After some intermittent outages over the past weeks, we managed to get the site rebuilt on a brand new server. Yes we’re still hosted at a traditional datacenter, 1and1.com to be exact. They were very helpful through the recovery process.
Here are five lessons learned.
1. Keep various types of backups
While the site was down, I was scrambling to consider what I had lost and what would be the fastest way to get the site back online. First there is the content, images and database backup. But wordpress also has an export function, so an additional XML backup of all site content proved invaluable. Further you have the software, the content management system of wordpress itself. Yes you can download a new copy, but what about the plugins, and header modifications to support Google Analytics?

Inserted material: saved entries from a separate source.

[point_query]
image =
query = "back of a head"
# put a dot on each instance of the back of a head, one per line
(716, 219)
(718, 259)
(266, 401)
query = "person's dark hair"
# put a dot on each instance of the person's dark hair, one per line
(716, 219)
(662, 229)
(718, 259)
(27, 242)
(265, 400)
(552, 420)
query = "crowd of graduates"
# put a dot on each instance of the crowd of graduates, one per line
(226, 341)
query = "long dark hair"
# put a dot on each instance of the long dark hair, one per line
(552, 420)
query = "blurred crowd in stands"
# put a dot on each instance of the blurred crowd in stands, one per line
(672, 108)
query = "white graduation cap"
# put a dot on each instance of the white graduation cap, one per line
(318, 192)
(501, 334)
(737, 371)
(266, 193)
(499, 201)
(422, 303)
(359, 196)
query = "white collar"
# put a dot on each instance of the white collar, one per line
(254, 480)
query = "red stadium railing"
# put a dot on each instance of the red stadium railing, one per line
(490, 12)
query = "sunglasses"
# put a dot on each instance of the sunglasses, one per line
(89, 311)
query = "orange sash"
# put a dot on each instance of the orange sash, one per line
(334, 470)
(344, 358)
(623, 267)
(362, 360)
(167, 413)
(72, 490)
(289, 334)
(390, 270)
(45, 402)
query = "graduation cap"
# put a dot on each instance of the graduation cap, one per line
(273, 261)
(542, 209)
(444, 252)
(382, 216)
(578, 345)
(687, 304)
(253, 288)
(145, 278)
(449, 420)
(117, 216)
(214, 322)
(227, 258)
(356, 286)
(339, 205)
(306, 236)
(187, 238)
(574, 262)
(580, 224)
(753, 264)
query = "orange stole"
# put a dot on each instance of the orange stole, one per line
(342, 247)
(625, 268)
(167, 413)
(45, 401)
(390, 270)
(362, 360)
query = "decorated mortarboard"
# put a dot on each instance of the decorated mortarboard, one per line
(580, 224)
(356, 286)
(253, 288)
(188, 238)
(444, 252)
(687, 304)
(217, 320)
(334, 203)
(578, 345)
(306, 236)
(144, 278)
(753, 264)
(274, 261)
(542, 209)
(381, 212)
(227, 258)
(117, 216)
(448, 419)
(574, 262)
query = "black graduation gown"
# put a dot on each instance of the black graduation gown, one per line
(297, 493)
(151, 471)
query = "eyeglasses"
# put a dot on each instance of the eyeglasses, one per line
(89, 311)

2. Be patient with the support staff
Eventually you’ll need to get on a call with the support techs. They may try to help, but speak of worse case scenarious, and ask if you have a backup, like you’re really going to need it! Remain calm, and ask for clarification.
In my case, the mirrored root drives looked unsalvageable. Turns out that although the md volumes – Linux’s software RAID – could not be rebuilt, the good drive contained most of the data I needed to restore. In that case a filesystem check fixed the journals and brought back a copy of data.
3. Keep detailed notes of all your components
When you’re scrambling, and frustrated, notes save you. There are way more moving parts than you can keep all in your head, so why not keep good notes too?
For my site, there is wordpress, the version, MySQL and it’s version, config files for Apache & MySQL, dump files of individual schemas, existing installed plugins, themes, mods, google analytics configuration, passwords for the server, and wordpress itself. And don’t forget the logins to your hosting dashboard, PINs and secret identifiers. Write it all down!
4. Monitor and test more
As it turns out I wasn’t hacked this time around, but was having a disk failure. This was manifesting in a strange way. Software RAID needs to be monitored, as does the syslog & mysql & apache logs.
Also, always be testing. I found that although I was using pingdom to notify me of outages, it would not *repeat* that notification. Since I had an extended outage of many days off and on, I had no idea of this. Pingdom had sent me one notification which I missed, and none to follow.
Check this: Why high availability is so very hard to deliver
5. Don’t forget the holidays!
Yes an outage is serious, but keep a sense of perspective. Have a splash page sitting at the ready, while you’re fiddling with all the components.
Although your digital billboard is down, your audience and customers are probably more patient than you realize. If you provide valued content, they’ll be back!